BG hockey suffering from past success

2/22/2002

Buddy Powers didn't break the hockey program at Bowling Green State University. There is certainly reason to question whether he can fix it, but the BG head coach didn't break it.

No, the Falcons are victims of their past success.

Few college hockey programs thrived more than BG's during the 1980s when former coach Jerry York authored a string of nine straight seasons with 21 or more wins. The pinnacle, of course, was a 34-8-2 record and the NCAA championship during the 1983-84 season.

Those were heady days, when BG overshadowed the likes of Michigan and Ohio State in the Central Collegiate Hockey Association and stood on equal footing, eye to eye, with Michigan State and other national powers.

Falcon hockey has a glorious history, from the co-founding of the CCHA by coach Jack Vivian in 1970 to the night of March 24, 1984, when Gino Cavallini's goal in the fourth overtime gave the league its first national title with BG's 5-4 victory over Minnesota-Duluth at Lake Placid, N.Y.

Two seasons earlier, BG senior forward George McPhee became the first CCHA player to win the Hobey Baker Award, college hockey's top individual prize.

But all of that is ancient history to a present-day team that takes an 8-20-6 record into this weekend's final home series of the year against 12th-ranked Northern Michigan.

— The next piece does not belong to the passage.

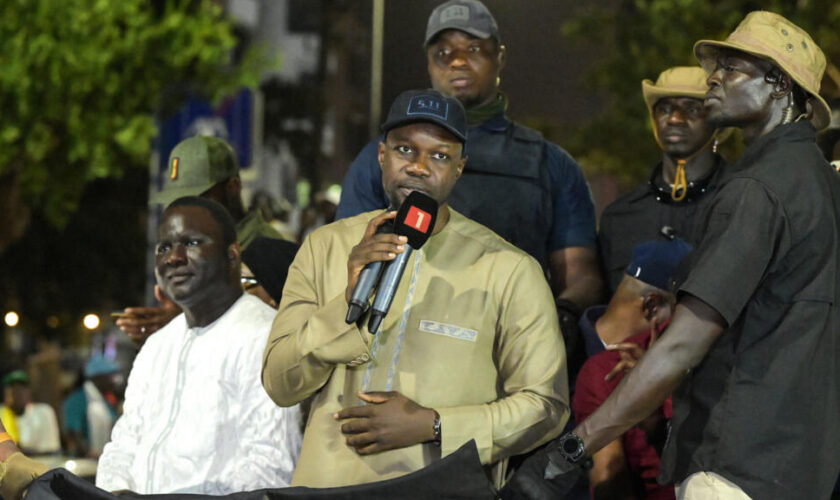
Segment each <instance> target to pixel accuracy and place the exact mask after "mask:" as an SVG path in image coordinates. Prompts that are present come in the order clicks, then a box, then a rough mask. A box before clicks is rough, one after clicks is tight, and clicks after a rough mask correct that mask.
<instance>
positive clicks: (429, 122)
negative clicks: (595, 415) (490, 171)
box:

In fact, it was already history by the early 1990s, when the slippage began. On the immediate heels of those nine tremendous years, York's Falcons suddenly dipped to 15-23-2 and 8-21-5 seasons. The latter resulted in a ninth-place finish and snapped a record streak of 20 consecutive CCHA playoff appearances.

Before leaving to become head coach at Boston College, where he has since won another NCAA title, York breathed a bit of life back into the program - his final team in 1993-94 went 19-17-2 and featured forward Brian Holzinger, who would soon win a Hobey Baker - but he went 61-82-10 in his final four seasons and did not recruit particularly well.

Enter Powers, who immediately produced two boffo seasons - a combined 51-25-3 - but who is 36 games under .500 since then.

What has happened? Actually, a lot of things over a long period of time.

Any number of schools saw the success Bowling Green, otherwise a mid-major with little national athletic presence, was having in hockey and realized they could do the same with a proper commitment. They upgraded facilities, bumped coaching salaries and recruiting budgets.

It hasn't been just the big-time athletic programs that have vaulted over BG to the top of the CCHA. If that were the case, the situation would not seem so dire.

But this renaissance also has included schools that are Division II in other sports but have cast their lots, not to mention the lion's share of their resources, with Division I hockey.

We're talking about the “little guys'' like Northern Michigan and Lake Superior (with three national championships between 1988-94) in the CCHA, as well as Maine, Colorado College, St, Cloud and so many others nationally. Schools that, unlike BG, invest minimally in most other sports.

There are 60 Division I hockey programs, far more teams and far more good teams than during the 1980s. Those from the four major conferences all recruit from the same pool and the big fish in that pool, the big scorers, no longer look with awe upon the BGSU Ice Arena - once a palace but now just another nice college hockey venue - or the program it houses.

The drive for gold, so to speak, stems from college hockey's rather rapid growth into a big-money, big-exposure sport.

The shift in power threatens to become even more pronounced with some hockey insiders speculating that the five hockey-playing Big Ten schools - Michigan, Michigan State and Ohio State from the CCHA; Wisconsin and Minnesota from the Western Association - might spearhead the formation of a superconference that would reshape the CCHA, not to mention the face of the college game.

Bowling Green, one of the pioneers and once the most powerful and respected of them all, would figure to be left behind.

Yes, BG's hockey problems are far greater than Buddy Powers standing behind the bench. But his record over the past five seasons certainly exposes him as expendable for anyone seeking a scapegoat for the passing of the good, old days.

Dave Hackenberg is a Blade sports writer.